Application Cryptography Attacks

Application Attacks

  • Buffer Overflow:

    • When more data is written to a buffer than it can hold.

    • An anomaly where a program, while writing data to a buffer, overruns the buffer's boundary and overwrites adjacent memory locations.

  • Injection:

    • Occurs when untrusted data is sent to an interpreter as part of a command or query.

    • The most common fall into the following categories:

      • Escape characters not filtered correctly.

      • Type handling not properly done.

      • Conditional errors.

      • Time delays.

    • The way to defend against this attack is always to filter input.

    • Examples: SQL Injection, OS, LDAP, XML.

      • Command Injection: when an operating system command is submitted in an HTML string.

  • Cross-Site Scripting (XSS): Occurs whenever an application includes untrusted data in a new web page without proper validation or escaping, or updates an existing web page with user-supplied data using a browser API that can create HTML or JavaScript.

    • Example: Ron<SCRIPT>alert('hello')</SCRIPT>Woerner

  • Cross-Site Request Forgery (CSRF/XSRF): An attack that forces an end user to execute unwanted actions on a web application. Also known as a 'session riding' or 'one-click' attack.

  • Privilege Escalation: The act of exploiting a bug, design flaw, or configuration oversight in an operating system or software application to gain elevated access to resources that are normally protected from an application or user.

Prevention & Response

  • Good coding practices - See OWASP.

  • Filter and validate any user input.

  • Use a Web Application Firewall (WAF).
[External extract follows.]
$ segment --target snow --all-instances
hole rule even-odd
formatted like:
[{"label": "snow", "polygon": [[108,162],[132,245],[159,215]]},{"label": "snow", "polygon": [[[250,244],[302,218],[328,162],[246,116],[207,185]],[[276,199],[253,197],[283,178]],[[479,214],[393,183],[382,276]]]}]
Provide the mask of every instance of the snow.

  • Build security into the Software Development Life Cycle (SDLC).

  • Have an incident response plan in place.

Zero-Day (0-Day) Exploits

  • An attack that exploits a previously unknown security vulnerability.

  • It may take advantage of a security vulnerability on the same day that the vulnerability becomes generally known.

  • Example: Stuxnet

  • Prevention:

    • Defense-in-Depth.

    • Patch & Update.

    • Keep AV up-to-date.

Impersonation / Masquerading / Replay Attacks

  • The act of pretending to be someone or something to gain unauthorized access to a system.

  • Capturing network traffic via eavesdropping, then re-establishing a communications session by replaying captured traffic using spoofed authentication credentials.

  • Prevention:

    • Token Authentication (Kerberos)

    • MFA/TFA

    • Encryption

    • Sequenced Session Identification

Driver Manipulation

  • Driver: A program that controls a device such as printers, media, keyboards, etc. They are usually signed.

  • Shimming: Creating a library, or modifying an existing one, to bypass a driver and perform a function other than the one for which the API was created. Makes external changes visible in the code's behavior.

  • Refactoring: Set of techniques used to identify the flow and then modify the internal structure of code without changing the code's visible behavior.

Cryptographic Attacks

  • Birthday: An attack on cryptographic hash that looks for hash collisions - exploiting the 1-to-1 nature of hashing functions.

  • Known Plain Text/Cipher Text (KPA): An attacker attempts to derive a cryptographic key by using pairs of known plain text along with the corresponding cipher text.

  • Frequency Analysis: Looking at the blocks of an encrypted message to determine if any common patterns exist.

  • Password Attacks:

    • Dictionary: Systematically entering each word in a dictionary as a password.

    • Brute Force: Systematically attempting all possible combinations of letters, numbers, and symbols. Usually automated.

    • Rainbow Tables: All of the possible password hashes are computer in advance and those hash values are compared with the password database.

    • Pass the Hash: An attacker attempts to authenticate to a remote server or service by intercepting password hashes on a network.